リベロに抜擢された海外遠征で得た学びと、この先のビジョン
今年の全中選抜、遠征先のイタリア現地で参加したユース世代の国際大会「Nations Winter Cup」に渡邉の姿があった。ユニフォームはチームの中でも色が違う。そう、リベロとしてコートに立っていた。
将来性をかんがみて、ポジションを固定せずにあらゆる可能性にトライするのは全中選抜のねらいとしてある。その中でも大会前の親善試合からリベロに抜擢されたわけだが、これには渡邉も「レシーブがとても苦手、って自分でも言っていたでしょう? なので、ホンマに決勝までリベロをやるとは思っていませんでした」とおどけるように笑う。けれども、そこでは技術面だけでなく、たくさんの学びを得ることができた。
「苦手でしたけれど、ブロックの基準が合っていると打球の強弱の分別ができますし、そうやって連携をとりながらみんなと話していくうちに少しずつですが上げられるボールも増えてきました。ブロックとレシーブの関係性を試合中でも修正していくことはやっていて楽しかったです。

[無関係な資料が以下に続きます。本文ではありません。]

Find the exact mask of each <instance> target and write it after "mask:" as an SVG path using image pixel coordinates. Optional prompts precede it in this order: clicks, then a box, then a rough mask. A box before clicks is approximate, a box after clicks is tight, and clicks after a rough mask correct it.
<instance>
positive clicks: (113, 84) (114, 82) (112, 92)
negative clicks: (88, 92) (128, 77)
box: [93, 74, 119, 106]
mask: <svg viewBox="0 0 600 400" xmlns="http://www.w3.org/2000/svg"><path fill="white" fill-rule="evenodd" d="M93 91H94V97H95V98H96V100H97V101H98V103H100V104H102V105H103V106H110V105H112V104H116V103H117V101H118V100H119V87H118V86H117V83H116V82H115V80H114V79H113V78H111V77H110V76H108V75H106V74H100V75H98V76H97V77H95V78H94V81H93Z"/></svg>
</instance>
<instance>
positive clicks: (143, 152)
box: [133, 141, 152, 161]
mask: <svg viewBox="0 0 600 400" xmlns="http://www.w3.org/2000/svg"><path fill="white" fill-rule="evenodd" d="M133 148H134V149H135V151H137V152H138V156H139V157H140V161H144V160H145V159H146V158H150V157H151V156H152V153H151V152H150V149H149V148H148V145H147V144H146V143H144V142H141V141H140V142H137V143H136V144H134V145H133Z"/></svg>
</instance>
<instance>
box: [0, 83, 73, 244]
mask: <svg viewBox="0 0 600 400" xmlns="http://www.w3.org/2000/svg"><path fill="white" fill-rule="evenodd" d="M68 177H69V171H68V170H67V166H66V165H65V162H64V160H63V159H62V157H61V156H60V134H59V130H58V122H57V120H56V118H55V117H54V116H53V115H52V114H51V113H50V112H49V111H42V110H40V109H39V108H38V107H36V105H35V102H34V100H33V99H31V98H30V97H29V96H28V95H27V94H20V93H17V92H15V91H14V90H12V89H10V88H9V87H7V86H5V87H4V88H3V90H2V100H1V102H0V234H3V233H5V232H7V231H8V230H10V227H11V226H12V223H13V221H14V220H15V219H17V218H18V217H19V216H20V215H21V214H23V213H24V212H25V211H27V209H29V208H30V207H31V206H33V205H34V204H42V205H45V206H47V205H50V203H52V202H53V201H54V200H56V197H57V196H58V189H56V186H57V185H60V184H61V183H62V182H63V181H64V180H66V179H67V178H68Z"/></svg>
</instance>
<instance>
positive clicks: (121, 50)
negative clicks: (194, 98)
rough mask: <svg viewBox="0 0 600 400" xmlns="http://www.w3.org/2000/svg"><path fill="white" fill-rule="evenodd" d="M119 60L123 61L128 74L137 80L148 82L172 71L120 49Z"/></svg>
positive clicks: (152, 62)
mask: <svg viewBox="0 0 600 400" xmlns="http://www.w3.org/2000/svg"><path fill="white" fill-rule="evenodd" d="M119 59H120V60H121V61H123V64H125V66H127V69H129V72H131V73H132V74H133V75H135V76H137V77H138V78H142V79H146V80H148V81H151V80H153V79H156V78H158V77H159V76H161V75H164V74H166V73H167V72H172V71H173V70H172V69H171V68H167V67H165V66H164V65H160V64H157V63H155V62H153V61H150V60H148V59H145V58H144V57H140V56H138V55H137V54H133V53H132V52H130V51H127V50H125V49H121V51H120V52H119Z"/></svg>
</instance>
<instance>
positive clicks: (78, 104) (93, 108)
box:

それに、いつもは自分が打って決める側だったので。逆にリベロのときは周りを少しでも楽にしてあげて、自分が支えてあげたいなと。チームが優勝するなかで、それができた気がしてうれしかったです」
自分の課題にとことん直面した1年間はこうして終わった。この春からは高校という次のステージが幕を開ける。
「高校はやはりレシーブができないとダメなので。海外でやらせてもらった経験を生かします。レギュラーに入るとか関係なく、自分がコートに立ったときに力が出せるように、少しでもチームに…。うん、やっぱりレシーブ面でも貢献できるようにやっていきたいです」
そう話す渡邉の表情からは、自分への期待と新しく始まるチャレンジへの高揚感があふれていた。